Make sure you are logged into your Pi. Edit the /etc/sysctl.conf file:

language:bash
sudo nano /etc/sysctl.conf

Look for the line #net.ipv4.ip_forward=1, and uncomment it by deleting the #.

language:bash
net.ipv4.ip_forward=1

Your terminal window should look similar to the image below.

Enable IPv4 packet forwarding

Save and exit by pressing ctrl + x and y when prompted.

Finally, we need to configure Network Address Translation (NAT) between the Ethernet and WiFi interfaces to allow devices on both networks to communicate with each other. In the terminal, enter the following:

language:bash
sudo iptables -t nat -A POSTROUTING -o eth0 -j MASQUERADE  
sudo iptables -A FORWARD -i eth0 -o wlan0 -m state --state RELATED,ESTABLISHED -j ACCEPT
sudo iptables -A FORWARD -i wlan0 -o eth0 -j ACCEPT

This will work for now, but on reboot, the Pi will revert back to its previous state. To fix this, we need these NAT rules to be applied each time it starts up. Save the current rules to a file with this command:

language:bash
sudo sh -c "iptables-save > /etc/iptables.ipv4.nat"
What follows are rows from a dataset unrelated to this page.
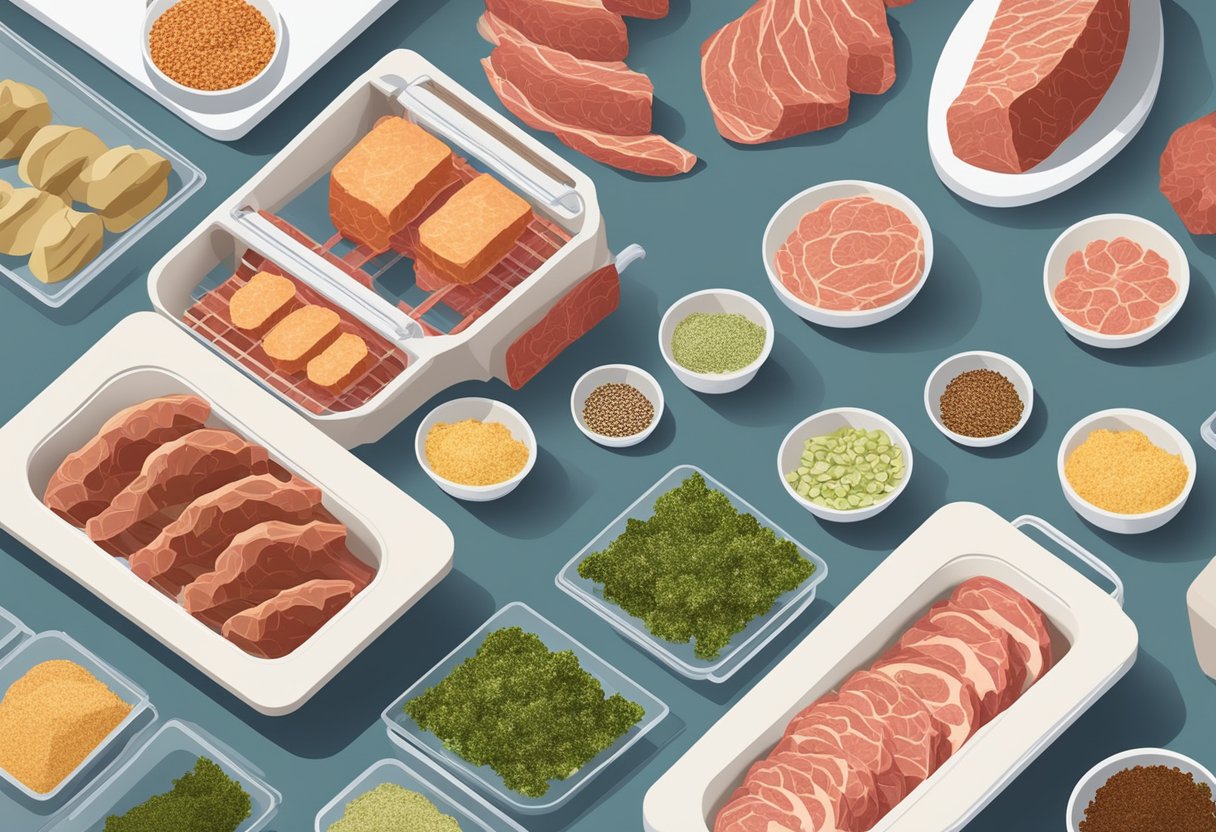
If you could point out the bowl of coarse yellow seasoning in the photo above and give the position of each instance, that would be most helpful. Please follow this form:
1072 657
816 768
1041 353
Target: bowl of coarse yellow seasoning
1126 471
476 449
Linux provides us with a number of ways to run commands on boot. Usually, the easiest is to put those commands into the /etc/rc.local script. To have our NAT rules restored on boot, we edit the rc.local file:

language:bash
sudo nano /etc/rc.local

Just above the exit 0 line (which ends the script), add the following:

language:bash
iptables-restore < /etc/iptables.ipv4.nat 

Your terminal window should look similar to the image below.

Restore NAT rules during boot with rc.local

Save and exit by pressing ctrl + x and y when prompted.

Test It Out

Restart your Pi:

language:bash
sudo reboot

Give your Pi a couple minutes to restart (once again, no need to log in). Connect an Ethernet cable from your Internet router (or switch, etc.) to your Pi. Once the Pi has started, connect to the MyPiAP network from your computer. Open a web browser, and navigate to the website of your choice.

Example of a good website

You can also open a terminal on your computer and ping a known Internet address (e.g. 8.8.8.8 is one of Google's Public DNS servers).